After Dudley and Eunice, now Storm Franklin hits UK within 5 days! via Twitter

Storm Franklin is continuing to hammer parts of the UK with strong winds and heavy rain.

There is severe flooding in parts of Northern Ireland and hundreds of flood warnings remain in place across England and Wales.

“Severe disruption” means Network Rail is advising customers to check before they travel.

Franklin comes days after Storm Eunice killed three people and left 1.4 million homes without power.

The highest wind gust speeds on Monday morning reached 79mph in Capel Curig in Wales, and 78mph in Orlock Head, Northern Ireland.

The Met Office issued two weather warnings for Monday: an amber warning for wind in Northern Ireland, and a milder yellow warning for wind covering Wales, Northern Ireland, most of England and parts of south-west Scotland.

Storm Franklin is the third named storm in a week – following Dudley and Eunice – the first time this has happened since the storm-naming system was introduced in 2015.

People have been warned to stay away from rivers in Yorkshire and homes were evacuated with roads and bridges closed because of widespread flooding.

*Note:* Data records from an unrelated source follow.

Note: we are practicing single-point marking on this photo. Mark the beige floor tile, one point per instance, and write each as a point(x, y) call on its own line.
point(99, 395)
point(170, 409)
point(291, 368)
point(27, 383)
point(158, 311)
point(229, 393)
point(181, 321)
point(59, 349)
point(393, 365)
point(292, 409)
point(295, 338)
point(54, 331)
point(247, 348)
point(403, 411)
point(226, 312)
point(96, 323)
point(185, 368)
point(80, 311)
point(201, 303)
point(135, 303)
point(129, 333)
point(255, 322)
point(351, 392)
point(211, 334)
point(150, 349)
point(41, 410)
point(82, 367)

Manchester Airport diverted nine flights on Monday morning because of storm winds. It is understood the planes were holding to land before being diverted, but the airport says the weather has not affected departures.

British Airways has said winds have made it difficult to unload baggage from its planes – causing delays for passengers after landing.

The airline has also struggled to land and restock planes on time, affecting inbound and outbound movements.

Elsewhere, the O2 arena in London will remain closed until Friday, when a UB40 concert is expected to go ahead as planned, after Storm Eunice shredded sections of the roof.

More than 10,000 homes in the south east of England remain without power. Jane Rosam from Kent told the BBC her 100-year-old neighbour had been without power since Friday lunchtime.

“We are terrified that she will fall or get ill. The house is cold and the lack of care and concern from the power network is shamefully awful,” she said.

In Devon and Cornwall, Caroline Bullock and her mother, 91, have been without power, heating, and drinking water since Friday and have been relying on friends to deliver food.

Football pitches were left under meters of water in Castlederg, and 3,000 homes are still without power according to Northern Ireland Electricity (NIE).

NIE said at its peak there were 10,000 homes without power during the early hours of Monday morning.

Parts of the River Severn and the Bristol Channel coast are on flood alert and emergency teams have erected flood barriers to try to stop the waters from reaching homes.

National Resources Wales (NRW) has issued 10 flood warnings, meaning flooding is expected, and 18 flood alerts, meaning it is possible.

County councillor Karl Lewis said Llandinam in Powys, central Wales, had been left looking like a “disaster zone”.

The M48 Severn Bridge remains closed in both directions. As does the QE2 bridge at Dartford with long delays reported on both sides.

Elsewhere on the roads, in Greater Manchester, a stretch of the M60 has been closed because of an overturned HGV.

Eighteen flood warnings and seven alerts have also been issued across the Scottish Borders, Ayrshire, Orkney and the Western Isles by the Scottish Environment Protection Agency.

National Rail is advising customers to check their routes before travelling, with several companies expected to be affected.

CrossCountry trains, which runs services from Aberdeen, through Birmingham and to the South West, is “strongly recommending” that people do not travel.

Great Western Railway (GWR), CrossCountry, South Western Railway, and Southeastern railway are “strongly” advising against travel, with disruption on routes expected.

Chiltern Railways has warned disruption will continue into Tuesday morning, “including trains and carriages being in the wrong places”

In West Yorkshire, the Thackley railway tunnel has been closed due to flooding.